This is an automated email from the ASF dual-hosted git repository.
kevinjqliu pushed a commit to branch main
in repository https://gitbox.apache.org/repos/asf/iceberg-python.git
The following commit(s) were added to refs/heads/main by this push:
new d69a1911 fix `upsert` with null values (#1861)
d69a1911 is described below
commit d69a19113ea537d16c34b60ab6e69c4285f933c0
Author: Kevin Liu <[email protected]>
AuthorDate: Mon Mar 31 13:32:56 2025 -0400
fix `upsert` with null values (#1861)
<!--
Thanks for opening a pull request!
-->
<!-- In the case this PR will resolve an issue, please replace
${GITHUB_ISSUE_ID} below with the actual Github issue id. -->
<!-- Closes #${GITHUB_ISSUE_ID} -->
# Rationale for this change
Closes #1835
Original implementation, `!=`
([not_equal](https://arrow.apache.org/docs/python/generated/pyarrow.compute.not_equal.html#pyarrow.compute.not_equal))

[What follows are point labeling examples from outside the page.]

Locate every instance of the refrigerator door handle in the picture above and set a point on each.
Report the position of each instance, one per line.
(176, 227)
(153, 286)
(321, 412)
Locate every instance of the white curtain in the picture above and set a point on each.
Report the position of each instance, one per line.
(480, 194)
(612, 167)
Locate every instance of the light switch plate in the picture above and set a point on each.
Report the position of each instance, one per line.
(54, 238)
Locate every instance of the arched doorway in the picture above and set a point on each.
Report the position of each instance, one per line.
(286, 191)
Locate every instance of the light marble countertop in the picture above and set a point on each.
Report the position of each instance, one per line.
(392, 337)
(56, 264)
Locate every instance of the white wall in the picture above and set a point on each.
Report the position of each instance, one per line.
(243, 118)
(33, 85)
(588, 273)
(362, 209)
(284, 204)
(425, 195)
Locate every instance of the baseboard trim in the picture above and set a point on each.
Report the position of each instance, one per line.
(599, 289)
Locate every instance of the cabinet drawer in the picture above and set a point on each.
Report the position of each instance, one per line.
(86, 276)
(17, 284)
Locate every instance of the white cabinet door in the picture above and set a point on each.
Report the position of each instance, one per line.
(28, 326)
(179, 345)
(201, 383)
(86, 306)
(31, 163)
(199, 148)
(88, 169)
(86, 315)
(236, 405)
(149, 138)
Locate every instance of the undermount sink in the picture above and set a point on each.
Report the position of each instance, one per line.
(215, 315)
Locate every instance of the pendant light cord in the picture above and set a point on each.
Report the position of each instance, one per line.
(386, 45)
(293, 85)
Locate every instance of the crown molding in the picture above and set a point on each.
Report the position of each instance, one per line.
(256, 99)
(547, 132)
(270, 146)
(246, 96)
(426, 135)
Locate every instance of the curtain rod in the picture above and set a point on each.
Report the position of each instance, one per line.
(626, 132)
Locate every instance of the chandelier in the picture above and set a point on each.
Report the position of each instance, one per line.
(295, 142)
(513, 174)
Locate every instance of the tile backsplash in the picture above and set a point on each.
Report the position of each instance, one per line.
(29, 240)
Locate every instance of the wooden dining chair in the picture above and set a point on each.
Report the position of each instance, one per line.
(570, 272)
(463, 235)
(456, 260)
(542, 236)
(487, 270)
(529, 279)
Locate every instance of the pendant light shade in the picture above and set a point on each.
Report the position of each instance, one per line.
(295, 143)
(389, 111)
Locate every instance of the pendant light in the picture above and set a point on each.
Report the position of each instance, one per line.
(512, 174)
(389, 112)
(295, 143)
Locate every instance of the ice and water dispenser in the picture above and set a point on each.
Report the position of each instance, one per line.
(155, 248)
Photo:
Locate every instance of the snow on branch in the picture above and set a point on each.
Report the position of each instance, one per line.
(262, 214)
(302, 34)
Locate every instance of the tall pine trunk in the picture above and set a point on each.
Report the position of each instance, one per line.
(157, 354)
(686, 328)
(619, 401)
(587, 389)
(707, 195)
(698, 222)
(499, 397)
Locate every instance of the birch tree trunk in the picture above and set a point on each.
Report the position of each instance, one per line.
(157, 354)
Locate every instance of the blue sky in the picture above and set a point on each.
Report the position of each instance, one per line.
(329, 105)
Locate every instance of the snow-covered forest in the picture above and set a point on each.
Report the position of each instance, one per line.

does not account for `null` values. It emits `null` when either sides
are `null`
The new implementation, first checks for `not_equal`. And on null
values, returns `true` only if both sides are `null`
Similar to https://github.com/apache/iceberg-rust/pull/1045
# Are these changes tested?
Yes
# Are there any user-facing changes?
No
<!-- In the case of user-facing changes, please add the changelog label.
-->
---
pyiceberg/table/upsert_util.py | 11 ++++++++++-
tests/table/test_upsert.py | 43 ++++++++++++++++++++++++++++++++++++++++++
2 files changed, 53 insertions(+), 1 deletion(-)
diff --git a/pyiceberg/table/upsert_util.py b/pyiceberg/table/upsert_util.py
index e67f6c02..c2d554df 100644
--- a/pyiceberg/table/upsert_util.py
+++ b/pyiceberg/table/upsert_util.py
@@ -71,7 +71,16 @@ def get_rows_to_update(source_table: pa.Table, target_table:
pa.Table, join_cols
# When the target table is empty, there is nothing to update :)
return source_table.schema.empty_table()
- diff_expr = functools.reduce(operator.or_, [pc.field(f"{col}-lhs") !=
pc.field(f"{col}-rhs") for col in non_key_cols])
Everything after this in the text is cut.